Entrepreneurs, let’s not fool ourselves with all this talk of doing what we love and the money will, um, fund an early retirement.
I’m all for doing what you love, believe me, I just don’t want you to think you have a business when what you really have is a fine-tuned, fully operational hobby.
Here’s a quick gut-check on the realities of a business vs. a hobby:
1. You’re making money. This may sound obvious, but do you know how many people send out a press release after they’ve put up a website? Me either, but I know it happens every day. These so-called businesses are trying to get attention for their great idea before they even figure out how and where they’re going to monetize. What good are spectators if you have no reason for them to become customers or sponsors.

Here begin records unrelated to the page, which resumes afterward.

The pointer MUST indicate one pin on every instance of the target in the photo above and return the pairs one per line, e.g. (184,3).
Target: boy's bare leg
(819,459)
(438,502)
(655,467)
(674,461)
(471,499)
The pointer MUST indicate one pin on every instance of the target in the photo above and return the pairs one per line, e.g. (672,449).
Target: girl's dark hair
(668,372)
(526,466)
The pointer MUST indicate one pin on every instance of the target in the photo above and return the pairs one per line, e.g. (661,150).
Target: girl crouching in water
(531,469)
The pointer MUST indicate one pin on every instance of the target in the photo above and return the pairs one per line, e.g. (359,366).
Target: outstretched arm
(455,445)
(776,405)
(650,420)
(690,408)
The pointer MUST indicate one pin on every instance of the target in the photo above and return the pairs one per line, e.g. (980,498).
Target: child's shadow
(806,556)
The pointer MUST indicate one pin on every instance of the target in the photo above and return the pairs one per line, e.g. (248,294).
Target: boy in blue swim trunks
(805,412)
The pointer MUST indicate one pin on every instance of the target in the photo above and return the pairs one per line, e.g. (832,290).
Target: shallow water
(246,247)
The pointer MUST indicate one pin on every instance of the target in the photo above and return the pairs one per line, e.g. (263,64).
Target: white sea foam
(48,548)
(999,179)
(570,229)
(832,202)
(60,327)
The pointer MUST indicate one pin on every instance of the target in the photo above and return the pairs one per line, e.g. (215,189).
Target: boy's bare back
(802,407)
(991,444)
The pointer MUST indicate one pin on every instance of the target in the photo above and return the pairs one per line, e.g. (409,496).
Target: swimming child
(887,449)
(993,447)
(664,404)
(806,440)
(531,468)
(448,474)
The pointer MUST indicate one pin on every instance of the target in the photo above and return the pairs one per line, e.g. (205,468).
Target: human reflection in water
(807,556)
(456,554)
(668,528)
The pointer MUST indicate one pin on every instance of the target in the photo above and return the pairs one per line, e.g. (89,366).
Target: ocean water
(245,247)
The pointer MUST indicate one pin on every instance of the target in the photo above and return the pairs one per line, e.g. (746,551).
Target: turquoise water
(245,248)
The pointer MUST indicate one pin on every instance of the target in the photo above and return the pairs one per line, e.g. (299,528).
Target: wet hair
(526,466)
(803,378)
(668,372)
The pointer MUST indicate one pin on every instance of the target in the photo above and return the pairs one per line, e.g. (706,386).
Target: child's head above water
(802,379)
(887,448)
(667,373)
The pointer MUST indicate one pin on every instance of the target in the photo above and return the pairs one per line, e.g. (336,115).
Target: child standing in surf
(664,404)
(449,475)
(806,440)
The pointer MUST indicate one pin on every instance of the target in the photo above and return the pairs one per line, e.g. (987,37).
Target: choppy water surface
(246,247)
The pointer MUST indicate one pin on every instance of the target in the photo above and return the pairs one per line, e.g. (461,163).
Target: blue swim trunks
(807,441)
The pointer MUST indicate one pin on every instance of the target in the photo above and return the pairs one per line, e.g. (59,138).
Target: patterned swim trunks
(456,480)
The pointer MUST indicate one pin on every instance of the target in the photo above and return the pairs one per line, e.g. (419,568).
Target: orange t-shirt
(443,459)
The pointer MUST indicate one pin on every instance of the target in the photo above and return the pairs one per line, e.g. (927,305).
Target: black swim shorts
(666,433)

2. You have a business model. I’m not just talking about a marketing plan, but an actual model. This is where you make connections in your industry, understand your goals so that you can commit to decisions and most importantly you have a game plan for making money. Have you looked at what you have to offer and identified what can be monetized. Look at your products, services, systems and knowledge. Now build ladders from these assets to the public. Could your business be used as a fundraiser, a how-to course or a partner to a complimenting business? This application opens lines to your target audience.
3. Your customers don’t know you personally. Seriously, if you think you’re on your way because Aunt Nancy bought 5 don’t. It’s great to have the support of friends and family but if you are not getting clicks from the world wide web, it’s time to revisit #2.

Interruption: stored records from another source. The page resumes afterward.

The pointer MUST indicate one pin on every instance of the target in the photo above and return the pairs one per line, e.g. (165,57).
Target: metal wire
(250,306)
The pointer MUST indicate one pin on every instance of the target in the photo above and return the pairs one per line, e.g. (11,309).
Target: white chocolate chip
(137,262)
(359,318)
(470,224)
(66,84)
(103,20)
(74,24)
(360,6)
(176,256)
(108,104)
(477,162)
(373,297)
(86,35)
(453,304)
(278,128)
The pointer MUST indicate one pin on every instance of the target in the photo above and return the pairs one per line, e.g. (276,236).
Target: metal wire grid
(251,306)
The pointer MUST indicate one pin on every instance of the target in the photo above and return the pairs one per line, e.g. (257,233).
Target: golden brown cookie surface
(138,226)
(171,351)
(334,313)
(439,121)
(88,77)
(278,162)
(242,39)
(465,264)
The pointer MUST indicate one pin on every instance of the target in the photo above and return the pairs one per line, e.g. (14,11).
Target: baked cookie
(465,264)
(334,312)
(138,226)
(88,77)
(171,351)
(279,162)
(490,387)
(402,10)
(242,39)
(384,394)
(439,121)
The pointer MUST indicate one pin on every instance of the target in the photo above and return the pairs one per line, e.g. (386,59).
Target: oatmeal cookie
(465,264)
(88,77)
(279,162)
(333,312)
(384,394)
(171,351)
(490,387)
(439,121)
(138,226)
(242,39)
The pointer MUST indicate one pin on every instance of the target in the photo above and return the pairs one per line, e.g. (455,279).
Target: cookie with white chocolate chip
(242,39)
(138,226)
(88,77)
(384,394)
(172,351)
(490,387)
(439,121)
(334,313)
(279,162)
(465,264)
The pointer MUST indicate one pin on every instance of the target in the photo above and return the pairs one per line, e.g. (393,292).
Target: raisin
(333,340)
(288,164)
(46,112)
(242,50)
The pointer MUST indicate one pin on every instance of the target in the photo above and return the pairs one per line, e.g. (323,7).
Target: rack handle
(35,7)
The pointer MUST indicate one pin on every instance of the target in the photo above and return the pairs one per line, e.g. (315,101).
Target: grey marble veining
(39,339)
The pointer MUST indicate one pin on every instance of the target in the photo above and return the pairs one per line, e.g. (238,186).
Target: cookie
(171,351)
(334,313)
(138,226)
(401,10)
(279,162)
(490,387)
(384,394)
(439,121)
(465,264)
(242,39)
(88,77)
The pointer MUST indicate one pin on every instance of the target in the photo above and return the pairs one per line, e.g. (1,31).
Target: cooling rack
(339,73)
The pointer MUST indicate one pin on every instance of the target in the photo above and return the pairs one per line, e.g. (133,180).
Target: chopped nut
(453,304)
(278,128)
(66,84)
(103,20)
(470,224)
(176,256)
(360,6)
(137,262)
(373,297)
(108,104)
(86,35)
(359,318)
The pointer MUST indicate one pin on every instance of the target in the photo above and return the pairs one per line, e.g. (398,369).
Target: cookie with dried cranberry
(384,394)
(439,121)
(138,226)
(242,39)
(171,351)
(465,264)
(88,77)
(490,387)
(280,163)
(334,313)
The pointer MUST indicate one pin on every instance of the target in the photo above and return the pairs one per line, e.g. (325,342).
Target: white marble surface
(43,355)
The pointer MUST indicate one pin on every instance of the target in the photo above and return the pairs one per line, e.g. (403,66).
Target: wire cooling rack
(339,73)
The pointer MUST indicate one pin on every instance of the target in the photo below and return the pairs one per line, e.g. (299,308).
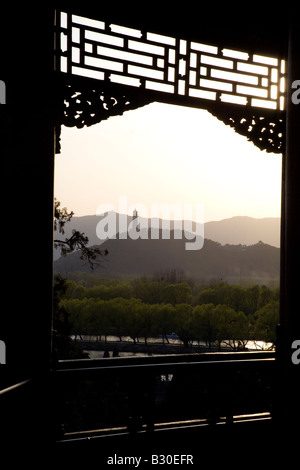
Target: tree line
(215,314)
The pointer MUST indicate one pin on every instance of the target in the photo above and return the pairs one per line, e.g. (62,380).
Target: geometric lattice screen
(181,67)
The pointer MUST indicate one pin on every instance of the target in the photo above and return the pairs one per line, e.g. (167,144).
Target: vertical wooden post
(27,155)
(290,305)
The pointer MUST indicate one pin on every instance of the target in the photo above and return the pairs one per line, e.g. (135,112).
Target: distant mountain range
(236,248)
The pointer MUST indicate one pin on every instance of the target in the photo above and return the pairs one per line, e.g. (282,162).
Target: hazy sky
(166,154)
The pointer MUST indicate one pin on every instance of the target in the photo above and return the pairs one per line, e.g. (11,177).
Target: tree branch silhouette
(78,241)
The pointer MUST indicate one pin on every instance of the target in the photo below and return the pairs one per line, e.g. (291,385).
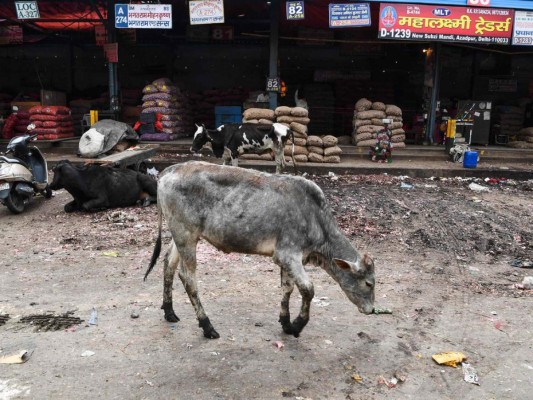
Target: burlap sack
(391,109)
(298,150)
(314,141)
(363,136)
(398,145)
(299,158)
(378,105)
(259,113)
(299,112)
(332,159)
(361,122)
(288,119)
(282,110)
(332,151)
(329,141)
(367,143)
(363,104)
(316,149)
(252,156)
(314,157)
(297,127)
(398,132)
(370,114)
(298,141)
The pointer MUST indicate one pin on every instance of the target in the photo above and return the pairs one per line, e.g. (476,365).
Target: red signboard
(442,23)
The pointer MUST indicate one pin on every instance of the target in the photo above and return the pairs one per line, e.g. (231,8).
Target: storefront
(228,64)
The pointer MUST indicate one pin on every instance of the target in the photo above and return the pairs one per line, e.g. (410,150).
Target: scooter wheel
(15,202)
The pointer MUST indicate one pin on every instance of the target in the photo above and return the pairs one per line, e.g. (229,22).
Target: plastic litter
(451,358)
(470,374)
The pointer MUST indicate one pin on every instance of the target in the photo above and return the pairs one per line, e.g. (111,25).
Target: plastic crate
(227,114)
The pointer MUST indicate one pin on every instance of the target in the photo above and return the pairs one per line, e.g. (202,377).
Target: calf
(246,211)
(238,138)
(97,187)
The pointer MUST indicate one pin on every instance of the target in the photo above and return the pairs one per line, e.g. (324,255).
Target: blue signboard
(295,10)
(349,15)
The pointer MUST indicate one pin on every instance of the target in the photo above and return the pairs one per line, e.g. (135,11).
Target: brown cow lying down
(96,187)
(245,211)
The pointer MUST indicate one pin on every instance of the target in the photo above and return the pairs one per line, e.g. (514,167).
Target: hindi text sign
(442,23)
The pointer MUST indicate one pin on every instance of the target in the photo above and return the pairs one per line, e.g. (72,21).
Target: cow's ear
(342,264)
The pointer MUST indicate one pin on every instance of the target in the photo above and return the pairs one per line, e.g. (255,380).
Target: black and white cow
(97,187)
(246,211)
(237,138)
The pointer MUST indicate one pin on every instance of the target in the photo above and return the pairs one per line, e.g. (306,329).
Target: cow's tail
(292,153)
(157,247)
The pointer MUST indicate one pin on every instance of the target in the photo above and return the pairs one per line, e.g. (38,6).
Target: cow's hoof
(209,331)
(171,317)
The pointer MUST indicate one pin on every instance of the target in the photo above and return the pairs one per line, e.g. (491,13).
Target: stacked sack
(323,149)
(524,139)
(16,124)
(163,97)
(297,119)
(368,122)
(52,122)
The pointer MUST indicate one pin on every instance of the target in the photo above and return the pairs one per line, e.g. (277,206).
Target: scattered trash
(18,358)
(478,188)
(94,317)
(528,282)
(522,263)
(382,310)
(470,374)
(279,344)
(392,383)
(450,358)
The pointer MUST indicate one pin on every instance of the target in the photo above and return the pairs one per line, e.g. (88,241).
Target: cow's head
(201,137)
(61,174)
(357,280)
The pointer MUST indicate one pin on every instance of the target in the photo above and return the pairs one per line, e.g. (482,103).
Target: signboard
(349,15)
(144,16)
(27,9)
(273,85)
(11,34)
(478,3)
(448,24)
(295,10)
(523,28)
(206,12)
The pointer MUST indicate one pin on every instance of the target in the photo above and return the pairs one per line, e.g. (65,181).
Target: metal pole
(434,95)
(273,61)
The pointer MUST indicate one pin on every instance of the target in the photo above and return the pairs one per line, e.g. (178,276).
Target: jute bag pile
(368,122)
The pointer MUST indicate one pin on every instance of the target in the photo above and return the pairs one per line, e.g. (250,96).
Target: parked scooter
(23,175)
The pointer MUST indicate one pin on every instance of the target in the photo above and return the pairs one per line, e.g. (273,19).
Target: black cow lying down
(246,211)
(97,187)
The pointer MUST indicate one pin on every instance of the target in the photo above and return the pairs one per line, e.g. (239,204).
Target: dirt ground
(449,264)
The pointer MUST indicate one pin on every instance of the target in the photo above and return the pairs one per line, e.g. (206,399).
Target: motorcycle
(24,174)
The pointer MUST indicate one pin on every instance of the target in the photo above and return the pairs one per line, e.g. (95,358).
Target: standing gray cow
(245,211)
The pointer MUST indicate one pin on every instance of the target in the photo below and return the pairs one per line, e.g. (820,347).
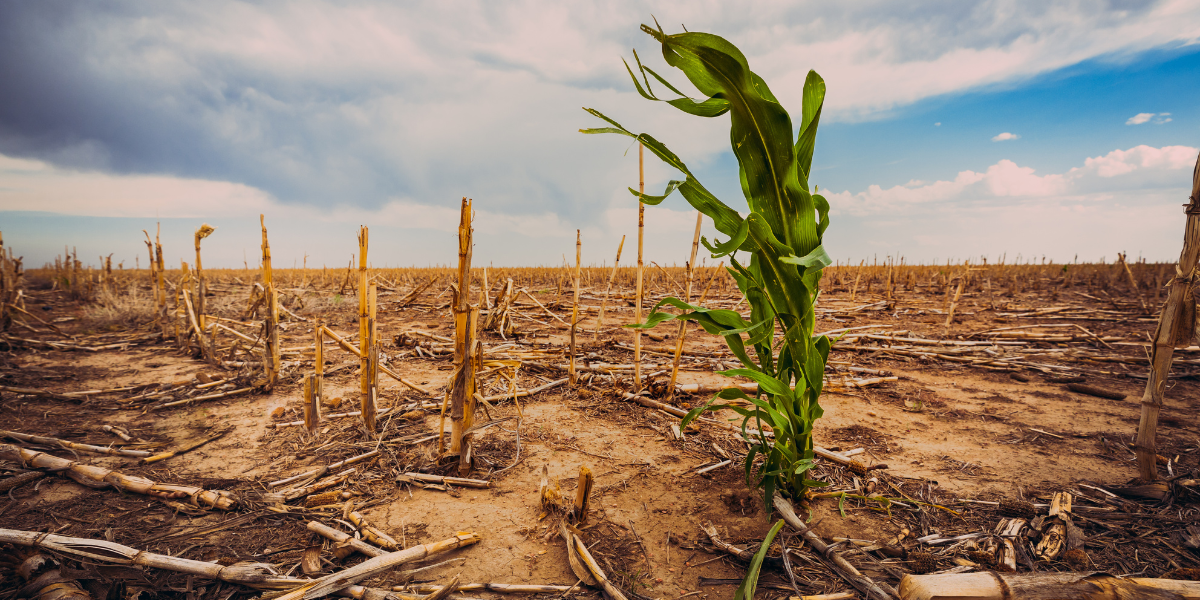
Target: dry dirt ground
(947,432)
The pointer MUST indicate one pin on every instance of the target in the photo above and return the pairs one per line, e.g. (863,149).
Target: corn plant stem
(863,583)
(575,305)
(90,473)
(327,532)
(641,237)
(73,445)
(331,583)
(365,403)
(462,383)
(683,324)
(607,288)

4. Decisions take your customers into consideration. Yeah, everyone might love what you do, but at some point you need to solicit customer feedback. For all you know, they may want more of something else or they could have a small fix that could lead to the repeat business you may not be getting. Business is not about you, it’s about problem solving and fulfilling needs. Open up the dialog with your target audience to jumpstart your next campaign.
5. You can work under pressure. Sure you can do what you love, but can you do it on deadline? Can you generate new ideas in a timely fashion? The whole consumer world is falling in step with the quick-change of the fashion industry – are you on board? Business has a clock that never stops ticking. From consumer expectations to Internet search engines, keeping it fresh is the key to staying in step with the competition.
6. You don’t say things like “Screw that!” Entrepreneurs have endurance and courage. There are hurtles, bills and regulations that have to be managed. You can find a better way, sure. But if you don’t have it in you to keep digging, forget it.
Ask yourself the above questions to guide you into move forward with your business undertaking, or not. You may have a hobby now, but it doesn’t always have to be that way! Above all, be honest with yourself and what’s truly inside you.